You can't move for Liverpool sons and daughters either making programmes about or returning to the city this year.
The last of Alexei Sayle's series on Liverpool will be screened on BBC2 tonight, with Les Dennis's paean waiting in the TV wings.
Yesterday teatime it was the turn of Peter Sissons who gave the latest in JMU's series of 2008 Roscoe Lectures - entitled City of Media.
Or rather, as Sissons decided, it was a look at how Liverpool was served by and portrayed in the media.
There wasn't anything we hadn't heard before or didn't know but it was an engaging enough hour at St George's Hall - and at least the 66-year-old hasn't held a grudge after being turned down for a job by the Daily Post at the start of his career.
He told the audience in his estimation the city was very well served by the Echo and the Daily Post who both had a strong campaigning heritage, and he recalled as a child being sent out by his mum every night to buy a copy of the Echo which would then be pored over for half the evening as it was synonymous with the word newspaper and generated such Scouse gems as "you couldn't punch a hole in a wet Echo."
He was more scathing about how the city has been served over the years by Granada however, and of course there was much talk about the vilification from the national media.
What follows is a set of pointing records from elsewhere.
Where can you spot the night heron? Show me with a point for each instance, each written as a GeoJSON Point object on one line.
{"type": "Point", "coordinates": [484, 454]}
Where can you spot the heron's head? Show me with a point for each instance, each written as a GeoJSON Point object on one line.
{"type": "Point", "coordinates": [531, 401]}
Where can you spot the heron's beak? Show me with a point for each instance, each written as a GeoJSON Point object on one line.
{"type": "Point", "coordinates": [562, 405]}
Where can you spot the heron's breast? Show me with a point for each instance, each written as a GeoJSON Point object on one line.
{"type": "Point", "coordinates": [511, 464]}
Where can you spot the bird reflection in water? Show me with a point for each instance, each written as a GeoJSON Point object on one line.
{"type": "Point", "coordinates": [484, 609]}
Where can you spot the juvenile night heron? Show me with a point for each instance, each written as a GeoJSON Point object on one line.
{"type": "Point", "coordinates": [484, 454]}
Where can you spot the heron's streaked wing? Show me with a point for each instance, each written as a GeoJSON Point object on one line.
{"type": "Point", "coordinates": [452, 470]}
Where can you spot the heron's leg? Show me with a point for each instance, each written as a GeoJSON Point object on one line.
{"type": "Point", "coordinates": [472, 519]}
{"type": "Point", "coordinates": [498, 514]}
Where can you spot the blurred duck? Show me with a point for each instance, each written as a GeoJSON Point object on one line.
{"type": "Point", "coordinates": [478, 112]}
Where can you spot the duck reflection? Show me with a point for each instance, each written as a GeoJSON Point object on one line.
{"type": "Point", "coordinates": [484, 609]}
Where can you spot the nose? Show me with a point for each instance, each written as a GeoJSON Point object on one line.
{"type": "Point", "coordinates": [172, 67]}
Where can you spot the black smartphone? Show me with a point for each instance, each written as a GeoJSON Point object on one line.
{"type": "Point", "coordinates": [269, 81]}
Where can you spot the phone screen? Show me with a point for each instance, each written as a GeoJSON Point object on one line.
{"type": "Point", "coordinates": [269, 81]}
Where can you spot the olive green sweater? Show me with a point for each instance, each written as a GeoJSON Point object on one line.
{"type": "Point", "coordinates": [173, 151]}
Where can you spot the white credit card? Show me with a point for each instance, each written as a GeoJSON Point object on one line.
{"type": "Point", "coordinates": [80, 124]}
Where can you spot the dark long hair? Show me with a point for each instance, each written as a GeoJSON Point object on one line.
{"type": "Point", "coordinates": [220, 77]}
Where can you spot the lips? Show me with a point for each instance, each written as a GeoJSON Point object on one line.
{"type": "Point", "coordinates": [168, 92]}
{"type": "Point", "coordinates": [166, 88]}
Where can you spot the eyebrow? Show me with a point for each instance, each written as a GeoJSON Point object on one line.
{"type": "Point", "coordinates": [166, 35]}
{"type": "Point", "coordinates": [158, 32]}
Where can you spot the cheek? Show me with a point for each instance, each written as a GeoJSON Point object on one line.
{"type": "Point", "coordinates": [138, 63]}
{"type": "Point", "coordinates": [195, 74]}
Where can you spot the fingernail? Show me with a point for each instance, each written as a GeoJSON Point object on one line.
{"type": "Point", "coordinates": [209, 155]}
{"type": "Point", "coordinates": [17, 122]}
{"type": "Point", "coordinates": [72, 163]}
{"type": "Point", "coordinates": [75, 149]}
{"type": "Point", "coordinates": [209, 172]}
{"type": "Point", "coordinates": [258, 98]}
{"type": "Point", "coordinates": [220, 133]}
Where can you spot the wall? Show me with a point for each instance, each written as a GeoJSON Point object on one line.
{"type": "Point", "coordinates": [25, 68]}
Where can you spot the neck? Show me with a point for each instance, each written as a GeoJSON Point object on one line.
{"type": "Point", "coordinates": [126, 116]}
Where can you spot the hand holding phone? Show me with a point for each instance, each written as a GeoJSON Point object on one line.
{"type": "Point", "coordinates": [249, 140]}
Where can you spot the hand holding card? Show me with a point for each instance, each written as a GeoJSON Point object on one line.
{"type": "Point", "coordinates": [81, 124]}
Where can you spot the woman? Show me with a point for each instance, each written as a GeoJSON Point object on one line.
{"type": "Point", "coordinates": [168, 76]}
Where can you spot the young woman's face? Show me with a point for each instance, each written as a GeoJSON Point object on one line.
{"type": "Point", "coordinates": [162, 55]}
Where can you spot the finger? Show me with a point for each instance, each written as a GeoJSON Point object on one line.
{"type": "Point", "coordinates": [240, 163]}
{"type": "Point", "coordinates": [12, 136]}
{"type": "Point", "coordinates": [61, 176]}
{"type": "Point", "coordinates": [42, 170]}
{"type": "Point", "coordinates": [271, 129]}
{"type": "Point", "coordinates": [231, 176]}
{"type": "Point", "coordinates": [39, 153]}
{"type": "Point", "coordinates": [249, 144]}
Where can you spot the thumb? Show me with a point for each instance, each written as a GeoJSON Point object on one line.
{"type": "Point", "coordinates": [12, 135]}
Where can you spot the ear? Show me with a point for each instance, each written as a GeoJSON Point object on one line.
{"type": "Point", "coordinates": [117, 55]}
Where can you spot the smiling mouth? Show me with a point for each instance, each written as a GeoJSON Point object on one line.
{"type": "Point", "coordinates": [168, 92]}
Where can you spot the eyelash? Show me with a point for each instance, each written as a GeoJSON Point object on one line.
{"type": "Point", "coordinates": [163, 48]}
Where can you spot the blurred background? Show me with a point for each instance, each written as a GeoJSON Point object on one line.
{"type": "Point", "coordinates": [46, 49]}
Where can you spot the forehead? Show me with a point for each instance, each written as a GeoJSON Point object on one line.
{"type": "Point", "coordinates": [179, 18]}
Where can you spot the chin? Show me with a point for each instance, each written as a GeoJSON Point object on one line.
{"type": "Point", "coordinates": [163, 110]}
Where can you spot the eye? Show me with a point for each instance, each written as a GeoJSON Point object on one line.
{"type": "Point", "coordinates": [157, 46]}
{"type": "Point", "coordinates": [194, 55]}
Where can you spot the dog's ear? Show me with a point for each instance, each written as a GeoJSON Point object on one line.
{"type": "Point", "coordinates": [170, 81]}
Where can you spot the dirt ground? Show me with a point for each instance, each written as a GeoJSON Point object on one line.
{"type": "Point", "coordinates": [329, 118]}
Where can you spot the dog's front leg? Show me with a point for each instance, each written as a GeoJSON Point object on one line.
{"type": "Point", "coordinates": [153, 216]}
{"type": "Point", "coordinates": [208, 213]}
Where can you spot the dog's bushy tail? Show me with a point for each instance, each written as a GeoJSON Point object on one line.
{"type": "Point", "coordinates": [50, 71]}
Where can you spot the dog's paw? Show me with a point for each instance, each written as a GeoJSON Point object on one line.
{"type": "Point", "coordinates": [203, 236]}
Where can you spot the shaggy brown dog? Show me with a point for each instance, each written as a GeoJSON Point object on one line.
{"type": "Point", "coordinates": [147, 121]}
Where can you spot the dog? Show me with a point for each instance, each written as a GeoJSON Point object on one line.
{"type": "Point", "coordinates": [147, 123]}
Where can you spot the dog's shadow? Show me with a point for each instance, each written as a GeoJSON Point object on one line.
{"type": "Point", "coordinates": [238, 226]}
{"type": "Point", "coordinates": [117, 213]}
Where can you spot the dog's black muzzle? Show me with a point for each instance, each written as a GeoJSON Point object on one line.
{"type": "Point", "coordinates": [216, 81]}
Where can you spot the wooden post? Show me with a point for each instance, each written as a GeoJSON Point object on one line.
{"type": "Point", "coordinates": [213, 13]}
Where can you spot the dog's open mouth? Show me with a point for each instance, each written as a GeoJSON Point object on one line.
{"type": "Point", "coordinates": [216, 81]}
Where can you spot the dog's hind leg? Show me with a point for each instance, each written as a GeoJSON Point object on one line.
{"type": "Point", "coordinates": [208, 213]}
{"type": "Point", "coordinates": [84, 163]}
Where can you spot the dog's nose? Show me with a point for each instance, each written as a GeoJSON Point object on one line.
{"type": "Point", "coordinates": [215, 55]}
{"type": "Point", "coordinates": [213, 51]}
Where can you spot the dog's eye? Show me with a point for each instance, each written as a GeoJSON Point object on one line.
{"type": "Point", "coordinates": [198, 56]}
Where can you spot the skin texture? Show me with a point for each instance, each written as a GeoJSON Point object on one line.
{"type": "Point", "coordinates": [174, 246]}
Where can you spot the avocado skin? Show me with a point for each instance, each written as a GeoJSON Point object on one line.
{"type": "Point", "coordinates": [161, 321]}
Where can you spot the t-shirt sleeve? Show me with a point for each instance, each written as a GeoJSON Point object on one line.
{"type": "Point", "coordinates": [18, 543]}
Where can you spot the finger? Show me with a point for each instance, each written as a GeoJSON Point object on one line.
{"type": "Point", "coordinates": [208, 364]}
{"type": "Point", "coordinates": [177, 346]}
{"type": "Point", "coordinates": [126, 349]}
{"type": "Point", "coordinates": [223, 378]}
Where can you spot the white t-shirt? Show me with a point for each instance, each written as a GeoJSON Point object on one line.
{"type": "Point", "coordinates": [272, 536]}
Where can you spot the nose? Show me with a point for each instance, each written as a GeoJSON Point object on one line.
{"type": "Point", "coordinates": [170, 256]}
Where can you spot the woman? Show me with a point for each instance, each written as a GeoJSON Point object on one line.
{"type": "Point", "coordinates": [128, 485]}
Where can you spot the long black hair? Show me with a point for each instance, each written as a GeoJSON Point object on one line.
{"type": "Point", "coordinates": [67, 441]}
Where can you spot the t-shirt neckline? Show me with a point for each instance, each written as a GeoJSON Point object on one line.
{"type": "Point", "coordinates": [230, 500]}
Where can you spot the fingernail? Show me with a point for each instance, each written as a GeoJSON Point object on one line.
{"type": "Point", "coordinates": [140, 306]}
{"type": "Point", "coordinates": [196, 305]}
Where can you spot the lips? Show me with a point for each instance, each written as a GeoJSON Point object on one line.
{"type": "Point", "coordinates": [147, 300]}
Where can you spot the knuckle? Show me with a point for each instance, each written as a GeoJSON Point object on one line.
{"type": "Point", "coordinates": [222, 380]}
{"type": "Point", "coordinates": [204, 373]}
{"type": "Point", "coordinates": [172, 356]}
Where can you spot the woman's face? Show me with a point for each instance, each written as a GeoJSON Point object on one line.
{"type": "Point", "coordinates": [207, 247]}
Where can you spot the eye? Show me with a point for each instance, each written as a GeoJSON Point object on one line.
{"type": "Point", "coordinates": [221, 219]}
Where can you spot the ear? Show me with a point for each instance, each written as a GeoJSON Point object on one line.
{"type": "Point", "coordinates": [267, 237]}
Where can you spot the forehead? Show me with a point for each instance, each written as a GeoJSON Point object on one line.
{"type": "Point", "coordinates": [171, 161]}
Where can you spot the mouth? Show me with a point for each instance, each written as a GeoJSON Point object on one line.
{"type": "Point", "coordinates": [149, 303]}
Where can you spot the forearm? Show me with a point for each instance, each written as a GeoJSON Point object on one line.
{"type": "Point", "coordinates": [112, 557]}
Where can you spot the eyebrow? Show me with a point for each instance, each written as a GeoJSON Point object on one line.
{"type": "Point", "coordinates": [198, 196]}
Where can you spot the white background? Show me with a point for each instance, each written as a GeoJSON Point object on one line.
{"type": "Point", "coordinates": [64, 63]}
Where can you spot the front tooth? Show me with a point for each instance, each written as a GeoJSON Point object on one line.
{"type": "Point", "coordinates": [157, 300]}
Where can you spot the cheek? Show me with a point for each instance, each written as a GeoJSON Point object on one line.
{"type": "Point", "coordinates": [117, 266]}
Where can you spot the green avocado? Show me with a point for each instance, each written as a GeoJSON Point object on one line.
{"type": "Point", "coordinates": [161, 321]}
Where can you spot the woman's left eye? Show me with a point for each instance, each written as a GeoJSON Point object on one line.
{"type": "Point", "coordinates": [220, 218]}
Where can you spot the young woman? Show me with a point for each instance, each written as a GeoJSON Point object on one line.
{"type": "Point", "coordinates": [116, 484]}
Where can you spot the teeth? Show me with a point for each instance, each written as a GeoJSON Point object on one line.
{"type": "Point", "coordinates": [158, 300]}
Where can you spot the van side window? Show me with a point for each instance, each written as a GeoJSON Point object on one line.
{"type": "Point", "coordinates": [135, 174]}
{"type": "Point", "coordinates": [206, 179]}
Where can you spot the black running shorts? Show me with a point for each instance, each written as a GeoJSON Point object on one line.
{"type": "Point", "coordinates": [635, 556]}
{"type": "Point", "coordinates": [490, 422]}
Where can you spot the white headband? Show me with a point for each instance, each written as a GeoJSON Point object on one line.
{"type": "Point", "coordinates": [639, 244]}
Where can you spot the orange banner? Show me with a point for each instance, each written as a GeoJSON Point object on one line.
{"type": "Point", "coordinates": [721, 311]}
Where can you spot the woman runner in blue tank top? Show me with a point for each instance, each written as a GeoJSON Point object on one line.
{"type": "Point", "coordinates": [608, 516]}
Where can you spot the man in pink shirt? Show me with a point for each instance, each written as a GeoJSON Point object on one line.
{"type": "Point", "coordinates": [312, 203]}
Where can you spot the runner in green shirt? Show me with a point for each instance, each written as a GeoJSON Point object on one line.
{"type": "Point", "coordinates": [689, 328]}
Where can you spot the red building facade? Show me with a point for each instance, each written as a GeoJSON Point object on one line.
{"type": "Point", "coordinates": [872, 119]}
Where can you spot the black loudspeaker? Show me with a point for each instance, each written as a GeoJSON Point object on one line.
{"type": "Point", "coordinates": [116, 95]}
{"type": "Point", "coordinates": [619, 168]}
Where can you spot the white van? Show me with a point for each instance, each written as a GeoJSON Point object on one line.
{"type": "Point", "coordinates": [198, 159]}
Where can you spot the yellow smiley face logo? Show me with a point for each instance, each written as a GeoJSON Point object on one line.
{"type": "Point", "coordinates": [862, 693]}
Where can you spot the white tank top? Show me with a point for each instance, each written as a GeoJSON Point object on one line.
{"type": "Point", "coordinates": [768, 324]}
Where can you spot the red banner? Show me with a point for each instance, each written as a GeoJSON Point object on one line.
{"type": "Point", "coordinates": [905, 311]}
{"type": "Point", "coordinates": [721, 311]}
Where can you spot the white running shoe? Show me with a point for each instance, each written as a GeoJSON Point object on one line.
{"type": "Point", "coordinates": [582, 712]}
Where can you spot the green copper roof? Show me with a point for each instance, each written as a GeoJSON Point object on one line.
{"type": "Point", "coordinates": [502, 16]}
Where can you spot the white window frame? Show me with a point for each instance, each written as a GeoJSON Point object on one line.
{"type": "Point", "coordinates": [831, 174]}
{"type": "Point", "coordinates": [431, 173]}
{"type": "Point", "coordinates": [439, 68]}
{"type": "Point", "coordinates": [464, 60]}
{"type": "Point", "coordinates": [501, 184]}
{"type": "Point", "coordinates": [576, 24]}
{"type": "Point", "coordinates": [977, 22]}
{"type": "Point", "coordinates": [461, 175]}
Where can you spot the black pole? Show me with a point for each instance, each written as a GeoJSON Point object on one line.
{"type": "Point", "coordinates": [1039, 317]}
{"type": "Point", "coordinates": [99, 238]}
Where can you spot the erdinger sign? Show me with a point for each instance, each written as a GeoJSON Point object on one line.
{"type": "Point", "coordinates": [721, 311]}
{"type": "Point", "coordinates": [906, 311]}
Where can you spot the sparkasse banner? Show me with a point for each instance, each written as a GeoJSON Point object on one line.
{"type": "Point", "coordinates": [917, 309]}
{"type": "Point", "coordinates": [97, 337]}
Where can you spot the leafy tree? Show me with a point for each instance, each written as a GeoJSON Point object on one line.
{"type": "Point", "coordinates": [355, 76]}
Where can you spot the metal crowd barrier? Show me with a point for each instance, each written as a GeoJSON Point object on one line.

The extremely well-spoken Oxford graduate amusingly told us he was first hired by ITN because it "needed a bit of Liverpool rough".
And he said: "In the last 44 years I hope I've been an influence in newsrooms in which I've sat and I hope I've never knowingly let Liverpool down."
The newscaster also had a thing or two to say about the laziness of the national press when it wrote things about the city, saying it was true Liverpool had not had a fair deal at their hands.
But, rather sensibly I thought, he concluded: "Perhaps we should be a little more stoical and a little less touchy. As John F Kennedy said - forgive your enemies. But remember their names."